The Reality of Sidecar-Less Service Mesh: How eBPF Replaces Istio Sidecars
When operating microservices, you eventually encounter a strange sight. You have 100 services, but kubectl get pods shows more than 200 running containers. Each Pod has an Envoy sidecar attached to it. When I first introduced Istio and saw this screen, I was momentarily stunned. "I adopted this to secure inter-service communication, and now half the cluster is filled with proxy containers?" I thought.
Each of those proxy containers consumes 50–100MB of memory and adds 1–3ms of latency every time traffic passes through. With 100 services, that's 100 sidecars — and every time you upgrade the Istio version, you have to roll the entire fleet. There comes a moment when you wonder whether the service mesh is solving problems or creating new ones.
So is there a way to approach this problem with a fundamentally different structure?
Core Concepts
Why Do We Need a Service Mesh?
As the number of microservices grows, inter-service communication becomes spaghetti. Which service talks to which, how to prevent cascading failures when a particular service slows down, where to handle authentication between services — implementing all of this directly inside each service's code quickly hits its limits.
A service mesh extracts these concerns out of application code. Traffic management, mTLS-based inter-service authentication, circuit breaking, and distributed tracing are handled at the infrastructure layer.
mTLS (Mutual TLS): A method where client and server exchange certificates with each other to verify identity in both directions. Regular TLS only authenticates the server, but mTLS requires both sides to "prove yourself" in inter-service communication. It is the foundation of zero-trust security between services.
The Limitations of the Traditional Sidecar Approach
The conventional Istio + Envoy model looks like this:
[Pod A] [Pod B]
├── App Container ├── App Container
└── Envoy Sidecar └── Envoy Sidecar
↕ ↕
iptables Interception iptables Interception
↕ ↕
[L7 Processing → Forward to Destination]L4/L7: Layer numbers in the OSI network model. L4 (Transport Layer) handles traffic at the TCP/UDP port level, while L7 (Application Layer) understands application protocols such as HTTP headers and gRPC methods. Having L7 processing capability in a service mesh means fine-grained control like "only route when a specific header is present."

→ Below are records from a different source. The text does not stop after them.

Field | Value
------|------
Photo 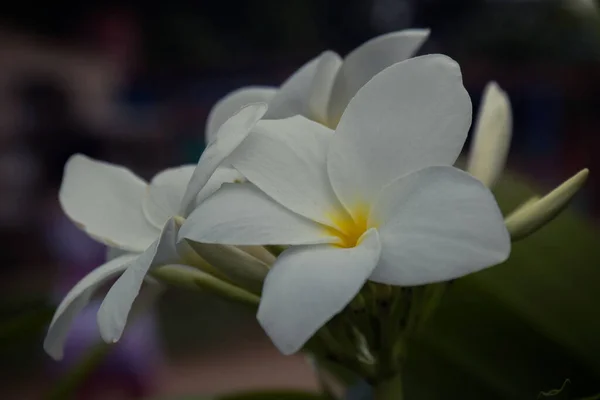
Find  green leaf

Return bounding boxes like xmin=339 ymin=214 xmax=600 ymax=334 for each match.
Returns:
xmin=405 ymin=173 xmax=600 ymax=400
xmin=47 ymin=342 xmax=112 ymax=400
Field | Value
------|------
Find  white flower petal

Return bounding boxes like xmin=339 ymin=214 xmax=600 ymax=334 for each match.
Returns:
xmin=328 ymin=29 xmax=429 ymax=126
xmin=265 ymin=51 xmax=332 ymax=119
xmin=179 ymin=183 xmax=339 ymax=245
xmin=229 ymin=115 xmax=343 ymax=225
xmin=142 ymin=165 xmax=244 ymax=230
xmin=142 ymin=165 xmax=196 ymax=229
xmin=205 ymin=86 xmax=277 ymax=143
xmin=44 ymin=254 xmax=137 ymax=360
xmin=467 ymin=82 xmax=512 ymax=187
xmin=195 ymin=167 xmax=244 ymax=205
xmin=327 ymin=55 xmax=471 ymax=214
xmin=98 ymin=219 xmax=179 ymax=343
xmin=180 ymin=103 xmax=267 ymax=217
xmin=58 ymin=154 xmax=159 ymax=252
xmin=105 ymin=246 xmax=131 ymax=261
xmin=306 ymin=51 xmax=342 ymax=126
xmin=257 ymin=229 xmax=381 ymax=354
xmin=369 ymin=167 xmax=510 ymax=286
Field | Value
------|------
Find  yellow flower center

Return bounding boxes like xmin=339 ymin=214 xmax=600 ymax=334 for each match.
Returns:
xmin=326 ymin=205 xmax=370 ymax=248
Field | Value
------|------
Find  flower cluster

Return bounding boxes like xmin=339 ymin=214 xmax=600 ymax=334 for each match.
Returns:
xmin=44 ymin=30 xmax=587 ymax=379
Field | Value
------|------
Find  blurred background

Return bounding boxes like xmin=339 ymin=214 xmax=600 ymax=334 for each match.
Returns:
xmin=0 ymin=0 xmax=600 ymax=399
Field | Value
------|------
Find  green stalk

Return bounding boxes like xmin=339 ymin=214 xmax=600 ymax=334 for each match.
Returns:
xmin=373 ymin=374 xmax=404 ymax=400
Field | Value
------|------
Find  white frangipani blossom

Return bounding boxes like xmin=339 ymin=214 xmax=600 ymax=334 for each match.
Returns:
xmin=44 ymin=104 xmax=267 ymax=359
xmin=180 ymin=55 xmax=510 ymax=354
xmin=206 ymin=29 xmax=429 ymax=142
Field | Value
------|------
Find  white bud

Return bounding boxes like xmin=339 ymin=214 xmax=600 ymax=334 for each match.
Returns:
xmin=505 ymin=168 xmax=589 ymax=241
xmin=467 ymin=82 xmax=512 ymax=187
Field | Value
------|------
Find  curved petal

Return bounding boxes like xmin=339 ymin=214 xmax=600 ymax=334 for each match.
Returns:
xmin=142 ymin=165 xmax=239 ymax=229
xmin=194 ymin=167 xmax=244 ymax=207
xmin=306 ymin=51 xmax=342 ymax=127
xmin=142 ymin=165 xmax=196 ymax=229
xmin=257 ymin=229 xmax=381 ymax=354
xmin=205 ymin=86 xmax=277 ymax=143
xmin=369 ymin=167 xmax=510 ymax=286
xmin=98 ymin=219 xmax=179 ymax=343
xmin=180 ymin=103 xmax=267 ymax=217
xmin=265 ymin=51 xmax=337 ymax=119
xmin=105 ymin=246 xmax=129 ymax=261
xmin=327 ymin=55 xmax=471 ymax=217
xmin=179 ymin=183 xmax=339 ymax=245
xmin=44 ymin=254 xmax=137 ymax=360
xmin=58 ymin=154 xmax=158 ymax=252
xmin=229 ymin=115 xmax=343 ymax=225
xmin=328 ymin=29 xmax=429 ymax=123
xmin=467 ymin=82 xmax=512 ymax=187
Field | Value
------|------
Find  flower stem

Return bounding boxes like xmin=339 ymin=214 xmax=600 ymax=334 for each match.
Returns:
xmin=373 ymin=374 xmax=404 ymax=400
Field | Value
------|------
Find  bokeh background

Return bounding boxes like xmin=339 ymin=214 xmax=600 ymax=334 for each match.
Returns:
xmin=0 ymin=0 xmax=600 ymax=399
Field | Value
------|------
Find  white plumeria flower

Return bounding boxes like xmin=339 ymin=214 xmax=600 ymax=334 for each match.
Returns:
xmin=44 ymin=104 xmax=267 ymax=359
xmin=206 ymin=29 xmax=429 ymax=142
xmin=180 ymin=55 xmax=510 ymax=354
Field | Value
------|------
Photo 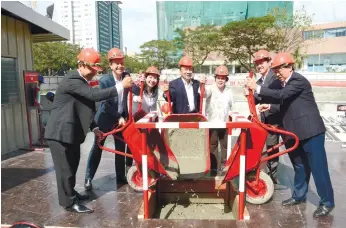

All inbound/outbound traffic is redirected through iptables rules to Envoy before being forwarded to the destination. It's powerful, but it comes at a cost. The Envoy sidecar per Pod consumes 50–100MB of memory, and the additional network hops add 1–3ms of latency.
How eBPF Replaces This Role
eBPF (Extended Berkeley Packet Filter) is a technology that safely runs user-defined programs inside the Linux kernel — without modifying kernel source or loading kernel modules.
eBPF Sandbox: Before an eBPF program is loaded into the kernel, a verifier checks its safety. Infinite loops and invalid memory accesses are blocked in advance, so programs can be dynamically loaded without worrying about kernel crashes. Note that since Linux 5.3, bounded loops with a provably finite iteration count are permitted.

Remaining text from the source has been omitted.